Trying out putting the link content right in the subject/header — both so it’s easier to see what I’ll be talking about at a glance and so I don’t have to come up with some pithy title about something I aim to be a blurb (this part).
This continues to be the most problematic part of the newsletter for me, mainly because when I set out to write something quick, I always end up going long — often dangerously close to 500-ish words long. I know and appreciate that some of you like that type of preamble, but I am trying to “save” that for 500ish. 5ish, I’d like to keep about the links. And so I think I’ll try a quick, two paragraph max, top-of-mind thing.
Like this. (Paragraph 3, for shame.)
Lucas Shaw & Mark Gurman:
Executives at the company have reached out to media companies and their representatives to discuss buying exclusive rights to podcasts, according to the people, who asked not to be identified because the conversations are preliminary. Apple has yet to outline a clear strategy, but has said it plans to pursue the kind of deals it didn’t make before.
On one hand, I get the apprehension (both from Apple and from the broader podcasting community). On the other, this seems like something Apple obviously has to do. Or, at least try. Both because they now have legitimate competition doing this, but also because it potentially plays nicely with their go-forward services strategy.
If I were them, I would bundle an Apple Podcasts+ with Apple TV+ (or, more obviously Apple Music — thanks to George Creasy for the note on this, I feel silly for not including it!), rather than try to make it its own thing. I just think that’s going to be a hard sell in our era of ever-increasing subscription asks. And again, Apple is changing the proposition with podcasts here. (I still also believe they will and should bundle all of their premium services together — Apple News+ appears to be proving that the stand-alone model doesn’t work all that well already. “Apple Prime”-time, baby!)

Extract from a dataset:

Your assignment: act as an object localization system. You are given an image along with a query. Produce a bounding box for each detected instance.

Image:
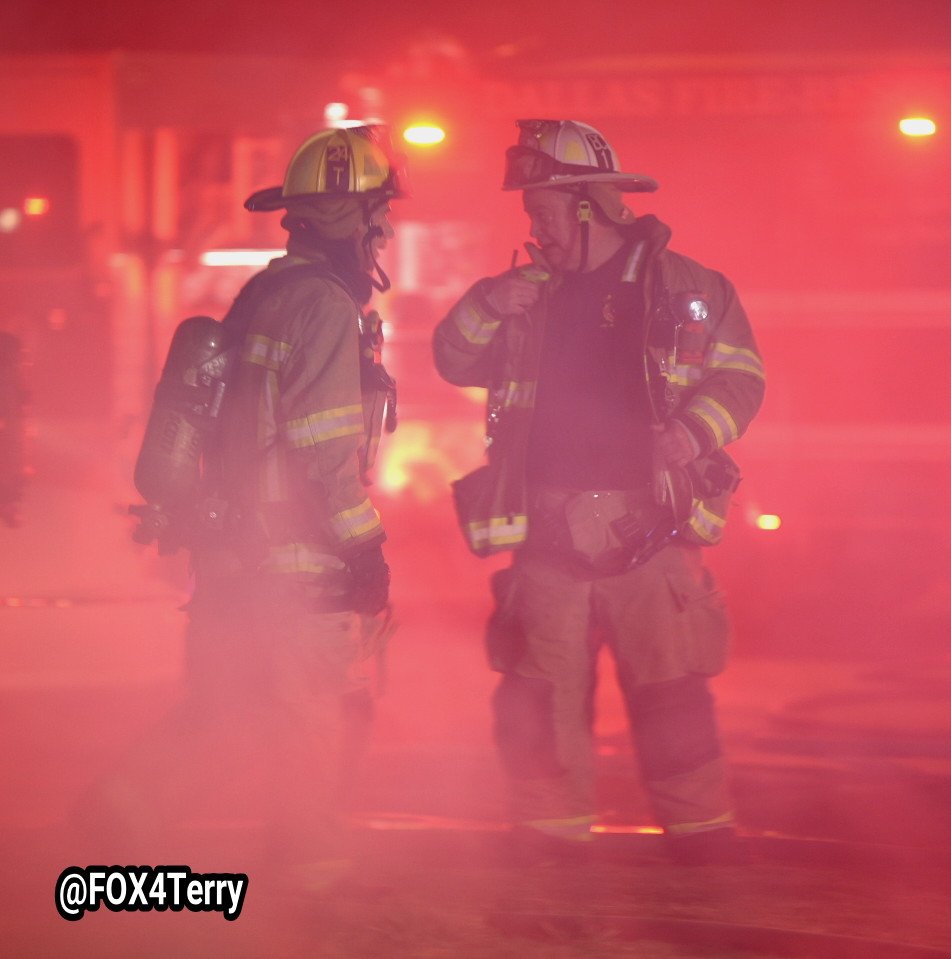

It remains wild just how successful Apple is in the podcasting world despite doing basically nothing to actually extend the medium in the past decade. I suppose it’s a good case study in the “hands-off” approach. And this will be the opposite. Which, again, I think they have to do now. And maybe the time, with podcasting now fairly well established, makes this the smart move.
A nice post from Fred Wilson to put things in perspective — especially for those of us who happen to be new-ish parents.
Asjylyn Loder has a story — about a 2,200 pound solid gold coin from Australia — with a lot of fun, er, nuggets:
What people don’t understand about gold, Mr. Hayes says, is how much it weighs—probably because Hollywood gets it so wrong. A cubic foot of iron weighs about 491 pounds. The same volume of gold tips the scales at 1,206 pounds.
To put that in perspective, the reinforced Mini Coopers that were packed with gold bars in the 2003 remake of “The Italian Job” would have tipped over backward, Mr. Hayes says. “The back springs would collapse. It doesn’t take a lot of gold to build up to a ton.”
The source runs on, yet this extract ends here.